Special assistance

Fluent or fraught, getting through the airport is a huge part of your journey, and all the more so if you have a disability. And assistance comes in different guises.

Paphos, arrivals. Special assistance. 

It’s dark, but they’re always ready for us here; a small army of hi-viz helpers swarms to greet us as, in small batches for safety, we come off the ambi-lift. A short, slender woman with shoulder length black hair gestures to me towards the zebra crossing and into the terminal; she does this without eye contact and head bowed, because I’m not her main concern;  she makes sure Terry is comfortably ushered into a wheelchair. Then a tall, strongly built young man with a wide smile takes instant charge of him. He asks me do we have luggage – yes, two heavy cases – then asks to see our boarding passes again, which I can’t immediately find, so he takes his necessary photo of T’s passport instead. He has a broad, cheerful face, outgoing, competent, and now takes me under his wing too, welcoming us, cheering us up, jollying us along after a tiring flight. As he scans the documents, and does what he needs to do, I look up and see the last passengers being taken off, and am struck by the slight, sallow woman who had gestured wordlessly to me before. She is standing opposite me, now bent to assist another passenger in a wheelchair. This woman looks to be in her late forties. Her posture, but also the expression on her lean face, is typical of religious art in the medieval or early renaissance period; or perhaps, an ancient icon from an Orthodox church.  She might be the virgin Mary at the deposition; the lined cheeks, the dipping brow, the skin drained of colour; what her physicality communicates is both concern and reverence, as if she not only appreciates the pains borne by the body she is handling, but also the deep sorrow of witnessing a cherished body broken, and the realisation of its awful necessity in the scheme of things. Her eyes are fixed on her charge.

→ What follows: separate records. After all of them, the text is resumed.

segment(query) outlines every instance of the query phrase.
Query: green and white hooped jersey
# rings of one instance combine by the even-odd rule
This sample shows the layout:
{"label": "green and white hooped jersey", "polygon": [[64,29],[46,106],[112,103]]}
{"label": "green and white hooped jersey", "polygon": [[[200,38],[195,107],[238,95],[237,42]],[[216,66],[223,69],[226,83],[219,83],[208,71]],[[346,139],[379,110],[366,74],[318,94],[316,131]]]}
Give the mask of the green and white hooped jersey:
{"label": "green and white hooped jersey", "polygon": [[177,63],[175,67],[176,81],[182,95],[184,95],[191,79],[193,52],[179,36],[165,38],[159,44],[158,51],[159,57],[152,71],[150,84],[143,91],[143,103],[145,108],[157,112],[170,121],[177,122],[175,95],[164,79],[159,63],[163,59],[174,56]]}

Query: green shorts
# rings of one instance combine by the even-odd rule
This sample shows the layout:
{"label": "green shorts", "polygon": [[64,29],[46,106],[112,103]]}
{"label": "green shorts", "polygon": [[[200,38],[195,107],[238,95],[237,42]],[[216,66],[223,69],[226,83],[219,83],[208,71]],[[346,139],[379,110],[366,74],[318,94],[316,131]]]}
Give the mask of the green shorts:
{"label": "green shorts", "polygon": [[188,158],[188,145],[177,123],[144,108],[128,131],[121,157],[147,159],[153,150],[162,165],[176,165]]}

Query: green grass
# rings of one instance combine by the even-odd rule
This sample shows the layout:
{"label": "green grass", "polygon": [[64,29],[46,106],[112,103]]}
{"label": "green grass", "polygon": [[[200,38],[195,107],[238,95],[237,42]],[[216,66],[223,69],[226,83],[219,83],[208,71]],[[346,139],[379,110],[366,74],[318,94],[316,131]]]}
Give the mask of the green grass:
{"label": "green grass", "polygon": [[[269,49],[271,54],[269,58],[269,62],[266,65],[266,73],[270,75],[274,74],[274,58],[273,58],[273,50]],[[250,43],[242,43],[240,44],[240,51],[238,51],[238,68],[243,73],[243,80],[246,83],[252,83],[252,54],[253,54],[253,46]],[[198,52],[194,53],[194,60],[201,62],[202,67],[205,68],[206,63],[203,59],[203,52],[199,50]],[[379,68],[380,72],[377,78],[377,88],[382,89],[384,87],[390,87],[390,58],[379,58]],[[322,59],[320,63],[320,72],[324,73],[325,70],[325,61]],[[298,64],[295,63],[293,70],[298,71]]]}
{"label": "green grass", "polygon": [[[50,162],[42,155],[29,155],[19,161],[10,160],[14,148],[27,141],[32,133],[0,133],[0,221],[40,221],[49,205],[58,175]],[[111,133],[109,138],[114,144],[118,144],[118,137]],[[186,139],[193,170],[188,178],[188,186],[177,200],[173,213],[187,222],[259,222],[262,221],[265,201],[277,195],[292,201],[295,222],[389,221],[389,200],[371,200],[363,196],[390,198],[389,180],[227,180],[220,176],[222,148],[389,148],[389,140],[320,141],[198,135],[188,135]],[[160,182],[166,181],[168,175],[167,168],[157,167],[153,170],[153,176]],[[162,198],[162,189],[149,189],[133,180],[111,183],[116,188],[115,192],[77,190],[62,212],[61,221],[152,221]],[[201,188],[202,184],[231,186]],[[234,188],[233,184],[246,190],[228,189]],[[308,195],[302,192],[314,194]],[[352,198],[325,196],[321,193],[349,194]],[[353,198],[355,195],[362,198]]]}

Our man tunes in to our immediate needs; welcome, freedom from anxiety, practical help. We’re in the terminal now and under bright light. He speeds us through passport control. He insists we won’t need a trolley, although I’ve warned him the cases are both heavy. I’m not to touch them as they come of the belt – just indicate to him which ones are ours, and stand aside.

He handles them deftly and then, to my amazement, somehow he’s pushing my husband in the wheelchair whilst simultaneously pulling along the two suitcases, side by side. I’m still not sure quite how he did this; presumably the extended trolley handles were hooked over the two handles of the chair as he advanced; but it takes long legs and strength to achieve this feat, bent over the whole locomotive without tripping over the bags yourself. All I know is, I, with the carry-on bags, have my work cut out to follow him through the crowds of luggage-bearing, and luggage-seeking passengers; shaking my head ironically and muttering, chiropractic nightmare. People smile as our little circus parade whizzes past; his amused colleagues exclaim in Greek as he goes by, and he responds cheerfully; nothing hinders our progress; he correctly assumes we have nothing to declare, and in minutes we’re no longer airside; and finally, when we part company at the waiting taxi, our fairground ride has been such unexpected fun that we give him a decent tip.

And yet… while this will be the traveller’s tale we’re going to share, every time we tell it  I’ll remember his serious colleague.  

That vision of her was literally a picture of obscurity: on the tarmac at night, a woman in black, quietly doing a necessary job. I sense she gets few tips. And yet the energy that she invests in her work must surely equal that of our young man, even if it is of a different sort. A gentle and persistent energy. I wonder what brings her to this job, who she goes home to care for, and who cares for her. I hope she too is thanked, and in the currency which she prefers.

It seemed like a good idea to add some in-flight travel tips to this post, but all we came up with was how to mess up… which we’re quite good at.

  1. Choosing your seat on the plane. Place yourself at the front and you won’t have so far to go from the ambilift. You will however have a steady stream of people hanging around waiting for the loo during the flight.  SA travellers are meant to be boarded first but we’ve had several horrible experiences where this wasn’t the case and we had to find our seats against the flow of passengers coming from the opposite direction.  
  2. Carry-on baggage… Check the changes to permitted bag size and remember that the stowage under the central seat of three may be wider than that on either side. Which means that if you’re in an aisle or window seat, a ‘permitted’ bag may only fit portrait, not landscape, as it were. 
  3. Wheels or no wheels? They make a carry-on bag heavier but are easier to move about… Except for those awkward if short passages where person A is in wheelchair and person B is trying to manage baggage reclaim for two (get a trolley) or moving stuff from parked car to  airport bus (no trolley available).
  4. Useful compartments. Oh yes we love useful compartments for all the things you might need on the flight, a place for everything and everything in its place. Until they become a sophisticated memory test. Or a finger-bender.  Gill’s current preference is a gurt big wide bag (see photo)  with virtually no compartments at all. But big enough to accommodate a lap top and a small shoulder bag.
  5. Whatever your stance on mask-wearing in general, wearing a mask definitely helps stop your nostrils drying out during a long flight.